Entre Death Church et Cacophony, mon cœur balance. C'est quand même plutôt le second que je joue le plus souvent. Instinctivement. J'ai pourtant mis du temps à percer la cuirasse de ce monument du death rock. Ayant découvert les deux albums simultanément au moment de leur sortie en CD en 1994, j'ai été renversé par l'abondance des morceaux et leur format très court, plus habituel dans le hardcore punk



Voilà donc l'affaire, un disque inspiré par la scène hardcore, dans son format, dans son ambiance, mais à la musique résolument post-punk, tendance death rock. Cacophony envoie donc trente titres qui durent entre trente-cinq secondes et trois minutes. L'univers Crass n'est jamais très loin, mais Blinko et sa bande respectent leur plan de marche original tout au long du disque.

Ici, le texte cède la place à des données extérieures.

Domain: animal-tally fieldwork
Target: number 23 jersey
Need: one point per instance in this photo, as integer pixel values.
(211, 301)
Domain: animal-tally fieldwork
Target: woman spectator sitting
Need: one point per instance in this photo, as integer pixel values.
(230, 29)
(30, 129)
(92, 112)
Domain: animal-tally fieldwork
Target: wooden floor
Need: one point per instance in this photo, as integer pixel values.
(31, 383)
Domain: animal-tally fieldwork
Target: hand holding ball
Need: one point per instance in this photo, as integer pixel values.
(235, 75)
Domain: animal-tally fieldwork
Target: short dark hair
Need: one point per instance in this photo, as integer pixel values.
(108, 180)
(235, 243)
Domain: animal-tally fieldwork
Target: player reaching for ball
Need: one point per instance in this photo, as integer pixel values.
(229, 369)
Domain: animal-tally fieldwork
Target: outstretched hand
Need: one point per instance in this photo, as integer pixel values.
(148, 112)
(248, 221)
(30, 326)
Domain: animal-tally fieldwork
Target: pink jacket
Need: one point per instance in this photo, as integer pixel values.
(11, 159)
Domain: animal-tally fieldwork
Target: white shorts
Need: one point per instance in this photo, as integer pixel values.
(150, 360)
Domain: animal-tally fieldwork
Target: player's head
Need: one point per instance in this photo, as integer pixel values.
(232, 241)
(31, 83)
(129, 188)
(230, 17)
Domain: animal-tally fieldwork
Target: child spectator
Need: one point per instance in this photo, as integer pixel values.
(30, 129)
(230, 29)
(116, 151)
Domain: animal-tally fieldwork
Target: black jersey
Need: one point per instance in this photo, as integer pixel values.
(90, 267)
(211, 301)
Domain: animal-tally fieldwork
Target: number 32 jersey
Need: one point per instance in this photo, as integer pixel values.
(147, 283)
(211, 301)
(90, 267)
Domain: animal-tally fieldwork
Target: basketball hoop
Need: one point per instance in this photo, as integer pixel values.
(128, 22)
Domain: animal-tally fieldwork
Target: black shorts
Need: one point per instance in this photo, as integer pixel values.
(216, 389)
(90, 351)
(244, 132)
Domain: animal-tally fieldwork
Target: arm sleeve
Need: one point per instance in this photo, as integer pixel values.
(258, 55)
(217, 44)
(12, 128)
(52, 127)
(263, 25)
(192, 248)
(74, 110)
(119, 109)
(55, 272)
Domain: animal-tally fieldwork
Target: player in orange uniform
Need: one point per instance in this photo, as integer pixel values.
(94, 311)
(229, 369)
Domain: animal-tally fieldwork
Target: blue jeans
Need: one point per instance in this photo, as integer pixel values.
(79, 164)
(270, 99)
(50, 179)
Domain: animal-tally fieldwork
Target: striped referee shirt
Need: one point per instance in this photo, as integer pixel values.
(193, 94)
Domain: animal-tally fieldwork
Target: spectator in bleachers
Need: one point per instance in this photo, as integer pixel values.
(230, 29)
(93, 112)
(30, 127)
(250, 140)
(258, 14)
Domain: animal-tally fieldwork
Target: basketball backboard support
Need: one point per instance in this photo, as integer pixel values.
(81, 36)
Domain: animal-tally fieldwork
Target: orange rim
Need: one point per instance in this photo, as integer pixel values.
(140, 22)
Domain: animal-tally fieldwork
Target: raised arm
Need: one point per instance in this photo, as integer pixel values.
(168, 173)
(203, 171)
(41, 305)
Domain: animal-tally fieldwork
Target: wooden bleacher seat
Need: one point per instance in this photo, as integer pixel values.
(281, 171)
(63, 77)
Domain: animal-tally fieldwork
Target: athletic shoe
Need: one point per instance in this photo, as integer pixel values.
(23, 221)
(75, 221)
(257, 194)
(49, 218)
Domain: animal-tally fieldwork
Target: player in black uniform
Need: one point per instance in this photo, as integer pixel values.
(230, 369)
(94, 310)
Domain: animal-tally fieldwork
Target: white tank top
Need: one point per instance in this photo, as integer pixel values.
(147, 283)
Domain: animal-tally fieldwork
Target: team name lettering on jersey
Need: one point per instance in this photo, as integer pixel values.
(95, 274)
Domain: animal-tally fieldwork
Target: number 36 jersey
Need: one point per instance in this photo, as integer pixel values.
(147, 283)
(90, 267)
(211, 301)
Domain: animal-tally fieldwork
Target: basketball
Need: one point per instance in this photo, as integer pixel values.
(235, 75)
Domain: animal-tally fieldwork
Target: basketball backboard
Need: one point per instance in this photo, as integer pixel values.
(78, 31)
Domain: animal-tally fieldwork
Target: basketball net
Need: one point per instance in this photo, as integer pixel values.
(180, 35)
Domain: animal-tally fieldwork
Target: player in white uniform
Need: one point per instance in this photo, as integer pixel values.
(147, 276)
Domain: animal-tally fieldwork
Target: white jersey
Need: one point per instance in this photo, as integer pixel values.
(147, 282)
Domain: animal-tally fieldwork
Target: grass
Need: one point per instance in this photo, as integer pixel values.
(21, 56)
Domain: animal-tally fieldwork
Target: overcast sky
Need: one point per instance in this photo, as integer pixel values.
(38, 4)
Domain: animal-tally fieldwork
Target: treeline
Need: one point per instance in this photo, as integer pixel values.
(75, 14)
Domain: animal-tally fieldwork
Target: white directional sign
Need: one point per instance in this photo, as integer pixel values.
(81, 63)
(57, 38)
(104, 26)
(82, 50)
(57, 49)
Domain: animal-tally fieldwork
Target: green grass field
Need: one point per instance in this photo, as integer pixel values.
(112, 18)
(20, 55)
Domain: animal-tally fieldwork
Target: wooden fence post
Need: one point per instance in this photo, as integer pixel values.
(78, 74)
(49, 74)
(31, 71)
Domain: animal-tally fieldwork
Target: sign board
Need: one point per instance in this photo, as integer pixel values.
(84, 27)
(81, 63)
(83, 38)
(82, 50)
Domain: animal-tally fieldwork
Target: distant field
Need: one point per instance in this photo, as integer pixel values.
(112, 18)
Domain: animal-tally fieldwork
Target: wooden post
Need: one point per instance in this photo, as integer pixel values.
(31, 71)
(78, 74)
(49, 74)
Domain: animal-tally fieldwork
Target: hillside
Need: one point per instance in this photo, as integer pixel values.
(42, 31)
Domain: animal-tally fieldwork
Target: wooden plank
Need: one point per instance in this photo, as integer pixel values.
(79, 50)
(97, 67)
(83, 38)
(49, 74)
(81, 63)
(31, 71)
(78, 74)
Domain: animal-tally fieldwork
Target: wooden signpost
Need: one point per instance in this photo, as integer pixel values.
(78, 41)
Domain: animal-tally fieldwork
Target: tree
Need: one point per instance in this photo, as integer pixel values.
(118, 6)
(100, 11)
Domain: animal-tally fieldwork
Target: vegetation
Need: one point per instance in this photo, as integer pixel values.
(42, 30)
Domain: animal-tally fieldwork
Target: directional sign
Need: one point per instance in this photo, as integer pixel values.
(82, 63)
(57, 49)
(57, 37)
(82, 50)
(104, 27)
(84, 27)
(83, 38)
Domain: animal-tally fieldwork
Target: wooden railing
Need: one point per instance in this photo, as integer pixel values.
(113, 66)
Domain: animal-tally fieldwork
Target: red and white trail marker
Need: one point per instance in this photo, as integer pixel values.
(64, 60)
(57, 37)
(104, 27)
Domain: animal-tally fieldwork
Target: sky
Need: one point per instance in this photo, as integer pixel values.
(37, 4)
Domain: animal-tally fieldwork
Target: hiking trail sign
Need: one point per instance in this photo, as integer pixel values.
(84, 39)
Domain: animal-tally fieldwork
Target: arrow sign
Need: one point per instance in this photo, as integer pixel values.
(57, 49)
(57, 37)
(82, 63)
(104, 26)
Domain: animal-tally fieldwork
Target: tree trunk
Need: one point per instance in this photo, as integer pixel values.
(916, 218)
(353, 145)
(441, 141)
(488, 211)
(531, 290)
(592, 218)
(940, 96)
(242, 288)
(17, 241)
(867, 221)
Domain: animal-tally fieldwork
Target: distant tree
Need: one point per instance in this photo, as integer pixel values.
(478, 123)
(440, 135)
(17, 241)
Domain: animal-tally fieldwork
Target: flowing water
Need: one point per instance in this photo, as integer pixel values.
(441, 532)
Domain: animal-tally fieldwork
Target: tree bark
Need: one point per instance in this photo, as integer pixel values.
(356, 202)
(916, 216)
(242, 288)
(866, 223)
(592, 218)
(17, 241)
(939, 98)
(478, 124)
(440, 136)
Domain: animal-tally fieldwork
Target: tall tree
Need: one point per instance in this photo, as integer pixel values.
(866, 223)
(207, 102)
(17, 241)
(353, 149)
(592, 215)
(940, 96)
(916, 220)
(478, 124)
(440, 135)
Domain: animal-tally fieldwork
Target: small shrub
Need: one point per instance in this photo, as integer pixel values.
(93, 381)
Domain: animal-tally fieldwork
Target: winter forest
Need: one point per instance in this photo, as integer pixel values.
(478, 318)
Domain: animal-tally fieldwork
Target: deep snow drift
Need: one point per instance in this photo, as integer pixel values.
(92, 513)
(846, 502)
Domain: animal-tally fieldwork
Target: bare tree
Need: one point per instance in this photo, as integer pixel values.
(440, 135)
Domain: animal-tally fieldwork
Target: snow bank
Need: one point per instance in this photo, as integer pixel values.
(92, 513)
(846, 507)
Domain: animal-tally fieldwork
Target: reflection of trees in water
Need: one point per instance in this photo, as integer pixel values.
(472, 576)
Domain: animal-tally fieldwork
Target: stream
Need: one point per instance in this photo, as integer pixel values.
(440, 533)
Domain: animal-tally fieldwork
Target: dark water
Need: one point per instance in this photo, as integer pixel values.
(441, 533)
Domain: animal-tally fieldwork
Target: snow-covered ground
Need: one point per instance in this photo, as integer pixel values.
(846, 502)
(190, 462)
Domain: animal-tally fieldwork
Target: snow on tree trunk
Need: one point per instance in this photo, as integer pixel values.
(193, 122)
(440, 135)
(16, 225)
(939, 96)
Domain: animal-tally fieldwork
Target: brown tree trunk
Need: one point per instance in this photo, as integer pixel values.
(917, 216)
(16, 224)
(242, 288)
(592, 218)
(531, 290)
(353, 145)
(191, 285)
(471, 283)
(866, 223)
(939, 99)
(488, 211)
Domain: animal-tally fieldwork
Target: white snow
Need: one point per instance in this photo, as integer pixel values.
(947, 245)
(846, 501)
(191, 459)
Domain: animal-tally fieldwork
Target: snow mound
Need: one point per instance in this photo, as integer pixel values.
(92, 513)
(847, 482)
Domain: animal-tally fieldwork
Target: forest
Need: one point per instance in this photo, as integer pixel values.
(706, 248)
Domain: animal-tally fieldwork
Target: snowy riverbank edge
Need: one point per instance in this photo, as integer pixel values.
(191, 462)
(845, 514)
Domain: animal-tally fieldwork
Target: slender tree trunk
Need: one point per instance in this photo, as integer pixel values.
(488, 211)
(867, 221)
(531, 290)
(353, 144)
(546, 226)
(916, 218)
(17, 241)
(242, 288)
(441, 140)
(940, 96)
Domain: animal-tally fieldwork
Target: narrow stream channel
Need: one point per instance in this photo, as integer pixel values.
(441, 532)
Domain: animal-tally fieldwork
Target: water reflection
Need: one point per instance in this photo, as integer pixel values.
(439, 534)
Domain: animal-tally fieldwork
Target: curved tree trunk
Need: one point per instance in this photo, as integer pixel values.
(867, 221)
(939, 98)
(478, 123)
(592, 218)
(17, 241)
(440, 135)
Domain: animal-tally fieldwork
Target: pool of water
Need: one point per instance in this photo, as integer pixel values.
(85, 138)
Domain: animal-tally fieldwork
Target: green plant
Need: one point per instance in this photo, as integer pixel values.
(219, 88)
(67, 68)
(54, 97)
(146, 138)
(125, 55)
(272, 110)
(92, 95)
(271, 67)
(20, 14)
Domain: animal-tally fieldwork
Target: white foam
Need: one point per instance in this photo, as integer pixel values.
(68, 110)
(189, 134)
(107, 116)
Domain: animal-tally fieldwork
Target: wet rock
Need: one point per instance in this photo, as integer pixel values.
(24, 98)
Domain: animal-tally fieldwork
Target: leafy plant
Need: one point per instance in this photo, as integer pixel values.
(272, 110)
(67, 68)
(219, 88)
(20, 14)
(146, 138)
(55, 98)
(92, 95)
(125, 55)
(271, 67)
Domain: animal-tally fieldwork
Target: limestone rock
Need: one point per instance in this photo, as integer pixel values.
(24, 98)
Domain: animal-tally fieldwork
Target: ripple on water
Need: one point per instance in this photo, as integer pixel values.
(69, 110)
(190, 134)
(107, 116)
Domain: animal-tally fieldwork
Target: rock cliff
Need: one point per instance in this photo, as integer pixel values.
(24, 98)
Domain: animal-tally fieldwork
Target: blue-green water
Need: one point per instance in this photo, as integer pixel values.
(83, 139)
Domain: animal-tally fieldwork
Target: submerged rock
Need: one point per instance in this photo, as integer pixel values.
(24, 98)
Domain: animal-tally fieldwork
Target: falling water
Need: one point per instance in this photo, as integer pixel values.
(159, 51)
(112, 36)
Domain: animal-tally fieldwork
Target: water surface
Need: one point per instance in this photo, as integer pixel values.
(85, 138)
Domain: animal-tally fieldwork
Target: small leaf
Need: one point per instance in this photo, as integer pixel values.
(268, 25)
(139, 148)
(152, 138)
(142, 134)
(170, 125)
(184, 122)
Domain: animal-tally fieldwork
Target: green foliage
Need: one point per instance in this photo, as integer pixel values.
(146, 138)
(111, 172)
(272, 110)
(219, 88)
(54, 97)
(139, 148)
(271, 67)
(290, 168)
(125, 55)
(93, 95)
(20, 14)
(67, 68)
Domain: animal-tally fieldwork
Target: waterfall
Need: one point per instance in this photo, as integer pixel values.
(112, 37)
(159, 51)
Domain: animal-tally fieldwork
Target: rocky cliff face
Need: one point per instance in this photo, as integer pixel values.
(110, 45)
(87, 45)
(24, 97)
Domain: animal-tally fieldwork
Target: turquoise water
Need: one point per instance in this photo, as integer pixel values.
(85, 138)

Pas étonnant que les RP's aient inspirés nombre weirdos incluant pontes du grunge et de la noise. Je continue d'acheter leurs disques, qui ne déçoivent jamais. Ils sont un repère essentiel, recoupant avec talent plusieurs styles. J'aime aussi l'art visuel développé par Blinko, il fait partie de la recette et, lui aussi, a inspiré un grand nombre de dessinateurs en herbe. N'est-ce pas monsieur Naga ?



Deux titres sont loin de couvrir tout l'univers de Rudimentari Peni, mais c'est un bon début pour se remémorer à quel point ils étaient créatifs et donc intéressants. (Ph)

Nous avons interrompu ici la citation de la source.